L’investissement public atténue la méforme gazière
En 2024, comme en 2025, la croissance sera modeste. Elle proviendra surtout de l’investissement public, car la production de gaz, sur laquelle repose en grande partie l’économie, devrait stagner du fait de la saturation des gazoducs vers la Chine et les recettes pâtir de l’érosion des prix mondiaux.

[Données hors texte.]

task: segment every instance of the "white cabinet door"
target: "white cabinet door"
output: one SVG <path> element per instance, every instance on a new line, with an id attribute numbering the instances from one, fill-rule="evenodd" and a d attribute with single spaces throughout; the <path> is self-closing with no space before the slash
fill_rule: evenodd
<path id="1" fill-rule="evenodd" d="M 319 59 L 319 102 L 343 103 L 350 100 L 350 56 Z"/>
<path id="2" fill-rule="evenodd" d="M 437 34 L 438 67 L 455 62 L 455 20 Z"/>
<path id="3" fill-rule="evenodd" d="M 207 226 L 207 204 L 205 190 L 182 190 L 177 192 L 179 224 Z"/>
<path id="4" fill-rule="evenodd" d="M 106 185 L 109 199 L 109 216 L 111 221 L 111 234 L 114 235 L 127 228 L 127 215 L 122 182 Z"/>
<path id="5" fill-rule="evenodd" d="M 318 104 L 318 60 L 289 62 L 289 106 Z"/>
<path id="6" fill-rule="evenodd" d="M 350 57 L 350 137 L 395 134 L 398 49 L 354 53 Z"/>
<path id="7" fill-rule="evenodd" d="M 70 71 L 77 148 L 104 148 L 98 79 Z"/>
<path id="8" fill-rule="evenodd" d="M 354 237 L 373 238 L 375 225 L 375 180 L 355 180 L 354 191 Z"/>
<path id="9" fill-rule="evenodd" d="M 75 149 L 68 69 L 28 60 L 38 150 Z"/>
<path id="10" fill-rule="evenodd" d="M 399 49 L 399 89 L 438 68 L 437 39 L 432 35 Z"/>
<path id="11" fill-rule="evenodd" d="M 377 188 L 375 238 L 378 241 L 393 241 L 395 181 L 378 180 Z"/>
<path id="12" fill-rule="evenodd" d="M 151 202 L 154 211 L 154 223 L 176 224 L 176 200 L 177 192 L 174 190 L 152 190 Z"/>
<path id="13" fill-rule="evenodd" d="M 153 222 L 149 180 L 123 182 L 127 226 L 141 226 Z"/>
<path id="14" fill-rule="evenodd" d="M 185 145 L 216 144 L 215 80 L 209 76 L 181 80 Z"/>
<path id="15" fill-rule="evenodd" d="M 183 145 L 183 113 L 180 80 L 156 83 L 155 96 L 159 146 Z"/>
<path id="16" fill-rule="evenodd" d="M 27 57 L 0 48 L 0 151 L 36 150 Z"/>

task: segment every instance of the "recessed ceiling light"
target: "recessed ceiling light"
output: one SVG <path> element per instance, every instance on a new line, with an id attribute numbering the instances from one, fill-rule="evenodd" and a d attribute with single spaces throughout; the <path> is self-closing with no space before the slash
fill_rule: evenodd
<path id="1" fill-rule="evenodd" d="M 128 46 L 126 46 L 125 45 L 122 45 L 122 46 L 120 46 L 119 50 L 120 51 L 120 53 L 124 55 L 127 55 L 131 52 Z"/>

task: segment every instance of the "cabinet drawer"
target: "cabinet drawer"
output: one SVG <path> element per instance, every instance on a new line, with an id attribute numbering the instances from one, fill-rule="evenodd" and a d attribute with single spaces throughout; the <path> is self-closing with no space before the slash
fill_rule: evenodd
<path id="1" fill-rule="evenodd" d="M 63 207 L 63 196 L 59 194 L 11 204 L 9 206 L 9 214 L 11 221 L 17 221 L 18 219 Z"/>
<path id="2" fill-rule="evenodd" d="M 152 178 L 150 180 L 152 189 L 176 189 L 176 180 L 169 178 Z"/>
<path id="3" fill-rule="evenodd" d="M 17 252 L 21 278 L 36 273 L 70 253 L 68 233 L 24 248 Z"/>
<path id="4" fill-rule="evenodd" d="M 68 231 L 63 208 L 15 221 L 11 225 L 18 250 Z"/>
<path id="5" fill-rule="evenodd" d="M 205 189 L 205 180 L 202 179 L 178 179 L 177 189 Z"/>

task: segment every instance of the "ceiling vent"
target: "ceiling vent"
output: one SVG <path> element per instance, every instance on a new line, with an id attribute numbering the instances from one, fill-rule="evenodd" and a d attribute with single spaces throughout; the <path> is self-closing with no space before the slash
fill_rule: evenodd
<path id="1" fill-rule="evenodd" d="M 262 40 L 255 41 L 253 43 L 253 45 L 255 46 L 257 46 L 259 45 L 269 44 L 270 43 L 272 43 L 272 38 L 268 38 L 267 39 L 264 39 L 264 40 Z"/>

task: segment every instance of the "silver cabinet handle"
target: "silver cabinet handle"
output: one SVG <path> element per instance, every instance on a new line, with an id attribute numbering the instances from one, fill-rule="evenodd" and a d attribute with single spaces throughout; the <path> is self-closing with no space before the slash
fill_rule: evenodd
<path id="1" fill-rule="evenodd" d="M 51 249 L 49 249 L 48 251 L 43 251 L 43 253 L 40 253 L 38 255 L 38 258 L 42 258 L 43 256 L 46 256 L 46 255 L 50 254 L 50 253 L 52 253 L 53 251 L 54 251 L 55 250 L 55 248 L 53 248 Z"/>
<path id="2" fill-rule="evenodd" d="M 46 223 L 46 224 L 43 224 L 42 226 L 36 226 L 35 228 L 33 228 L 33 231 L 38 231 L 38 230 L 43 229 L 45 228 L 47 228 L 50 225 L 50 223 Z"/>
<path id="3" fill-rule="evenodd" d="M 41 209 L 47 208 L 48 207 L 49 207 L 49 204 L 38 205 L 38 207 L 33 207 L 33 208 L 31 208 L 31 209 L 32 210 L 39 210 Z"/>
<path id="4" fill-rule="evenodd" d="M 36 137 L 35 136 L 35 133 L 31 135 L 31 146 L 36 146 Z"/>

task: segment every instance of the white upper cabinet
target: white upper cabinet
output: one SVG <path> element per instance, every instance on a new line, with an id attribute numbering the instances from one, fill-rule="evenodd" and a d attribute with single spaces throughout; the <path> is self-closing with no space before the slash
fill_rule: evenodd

L’un des principaux objectifs du gouvernement demeure la diversification de l'économie, notamment grâce au développement des infrastructures. En avril 2024, une nouvelle autoroute reliant les villes de Mary et Tejen a été inaugurée, intégrée dans le réseau de 370 kilomètres connectant Achgabat, la capitale, à Türkmenabat. Par ailleurs, le programme de développement socio-économique 2022–2028 du gouvernement prévoit la construction de nouveaux centres de santé, d'écoles, de centres culturels et de complexes résidentiels, ainsi que la poursuite du développement de la nouvelle ville « intelligente » d'Arkadag, en partenariat avec les Nations Unies. L’investissement restera surtout le fait du secteur public. L’investissement privé d’origine nationale est faible, tandis que l’investissement étranger se concentre essentiellement dans le secteur de l'énergie. L’augmentation de la production et de l’exportation de gaz dépend largement de décisions étrangères.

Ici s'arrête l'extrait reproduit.